Overall, our results suggest a role for local processing within the HC and dlPFC in indexing the precision of spatial associative memory. The correlations between gamma power and the precision of spatial memory judgments raise the possibility that disrupting gamma activity in CA1 and/or dlPFC may reduce the precision of memory judgments, thereby establishing a causal link. Future studies using electrical disruption in humans or more invasive techniques in rodents can test these hypotheses directly.

Methods

Participants.

Subjects were four patients (three female, one male, age 32–58 y) who had stereotactically implanted intracranial depth electrodes (Integra or Ad-Tech, 5-mm interelectrode spacing) placed at the University of California Irvine Medical Center to localize the seizure onset zone for possible surgical resection. Informed consent was obtained from each subject before testing, and the research protocol was approved by the institutional review board of the University of California, Irvine. Electrode placement was guided exclusively by clinical needs.

Gamma Power Analyses.

Intracranial recordings were broken into event-related epochs and convolved with complex Morlet wavelets, implemented using the FieldTrip toolbox, to obtain a measure of instantaneous power (34). We used an a priori gamma frequency range of 40–100 Hz for our gamma power analyses. This frequency range was based on prior literature showing MTL gamma activity in this range (5, 7, 35) and reflected the dominant gamma frequency range that was influenced by task performance (SI Appendix, Fig. S2). For detailed information, see SI Appendix, SI Materials and Methods.

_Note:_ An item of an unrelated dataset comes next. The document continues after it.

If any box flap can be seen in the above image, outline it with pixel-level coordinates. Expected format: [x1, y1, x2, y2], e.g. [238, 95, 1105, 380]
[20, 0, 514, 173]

Granger Prediction Analysis.

The preprocessed local field potential was first downsampled to 250 Hz before obtaining the mean gamma power time series (40–100 Hz) during the full retrieval period (0–1 s post stimulus onset). Data were preprocessed to increase stationarity, and the Multivariate Granger Causality (MGVC) Matlab Toolbox was used to calculate the time-domain Granger prediction index for high-precision, low-precision, and guess trials for each CA1 and dlPFC electrode pair (see SI Appendix, SI Materials and Methods for details) (36, 37). The difference in Granger prediction values between conditions (e.g., high minus guess) was calculated for each electrode pair, averaged over electrode pairs within each session for each direction (CA1-to-dlPFC and dlPFC-to-CA1), and then averaged across sessions. A null average difference distribution was created by shuffling the trial labels 500 times before calculating the difference in Granger prediction values between conditions. These distributions of permuted difference values were then averaged first over electrode pairs and then across sessions, as described above (38). The observed average Granger difference value was compared with this null average Granger difference distribution. P values were calculated as the fraction of times the null average Granger difference values were equal to or more extreme than the observed average Granger difference value.

Task, Behavioral Analysis, Electrode Localization, Data Collection, and Preprocessing.

Detailed information can be found in SI Appendix, SI Materials and Methods.